In April 2019, scientists working on the EHT observed a glowing ring of light surrounding the supermassive black hole that lies at the heart of the M 87 galaxy. This first observation allowed the EHT team to determine the mass of the black hole to within 10% of about 6.5 billion solar masses. EHT scientists we also able to work-out the direction of rotation (spin) of the black hole.
This light comes from hot matter swirling around the black hole. The light is deflected by the black hole’s immense gravitational field, making it appear like a ring to a distant observer. However, what the EHT was not able to discern is a series of subrings within this ring that should provide important information about the black hole.
A glimpse of complexity
“With the current EHT image, we’ve caught just a glimpse of the full complexity that should emerge in the image of any black hole,” says Michael Johnson of Harvard University, who was involved in this latest research.
Each of these subrings corresponds to a specific set of trajectories taken by the deflected light. Most of the light in the ring is the result of small deflections, which create a diffuse halo-like subring that is denoted n=0. Light can also follow a parabola-like path, doing a half-orbit of the black hole before escaping. This light is focussed into a thinner ring within the halo denoted n=1 because the light has made one half-orbit of the black hole.
Some light will complete one orbit of the black hole before escaping to create even the thinner n=2 subring. Indeed, a series of increasingly thinner rings are created by light that completes increasingly higher numbers of half-orbits of the black hole. As the number of half-orbits increases, the subrings also shrink in diameter and become less bright.
Very, very large arrays
Now, Johnson and colleagues have calculated the structure of these subrings and concluded that it should be possible to observe them using telescopes that are separated by very large distances.
The EHT is a network of radio telescopes that span a hemisphere of the Earth. Using a technique called very-long-baseline interferometry, the EHT is effectively an Earth-sized radio dish, which gives it extremely high angular resolution. In this latest work, the researchers have calculated that even this huge telescope is not good enough to discriminate between the first few subrings.

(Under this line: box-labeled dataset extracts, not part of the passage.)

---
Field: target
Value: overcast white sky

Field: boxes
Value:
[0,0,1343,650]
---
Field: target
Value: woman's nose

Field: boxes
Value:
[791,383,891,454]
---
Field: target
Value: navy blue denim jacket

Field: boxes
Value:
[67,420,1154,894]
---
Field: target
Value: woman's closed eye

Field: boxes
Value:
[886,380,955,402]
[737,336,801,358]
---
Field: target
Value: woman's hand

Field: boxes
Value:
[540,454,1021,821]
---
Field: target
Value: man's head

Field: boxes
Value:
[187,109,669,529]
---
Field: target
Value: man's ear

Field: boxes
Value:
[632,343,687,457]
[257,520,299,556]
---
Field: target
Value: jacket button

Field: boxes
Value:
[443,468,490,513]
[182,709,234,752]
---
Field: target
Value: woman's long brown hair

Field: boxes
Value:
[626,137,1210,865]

One way of spotting the n=1 subring, they say, could be to use a ground-based array of telescopes that are sensitive to lower-wavelength signals than the EHT. Another, possibility would be to launch radio telescopes into low-earth orbit. Detecting the n=2 ring would require a telescope on the Moon and seeing n=3 would require a telescope at the L2 Lagrangian point beyond the Moon.
The team says that possibility would be to use the Russian Millimetron mission which is expected to launch to L2 in 2029.
The research is described in Science Advances.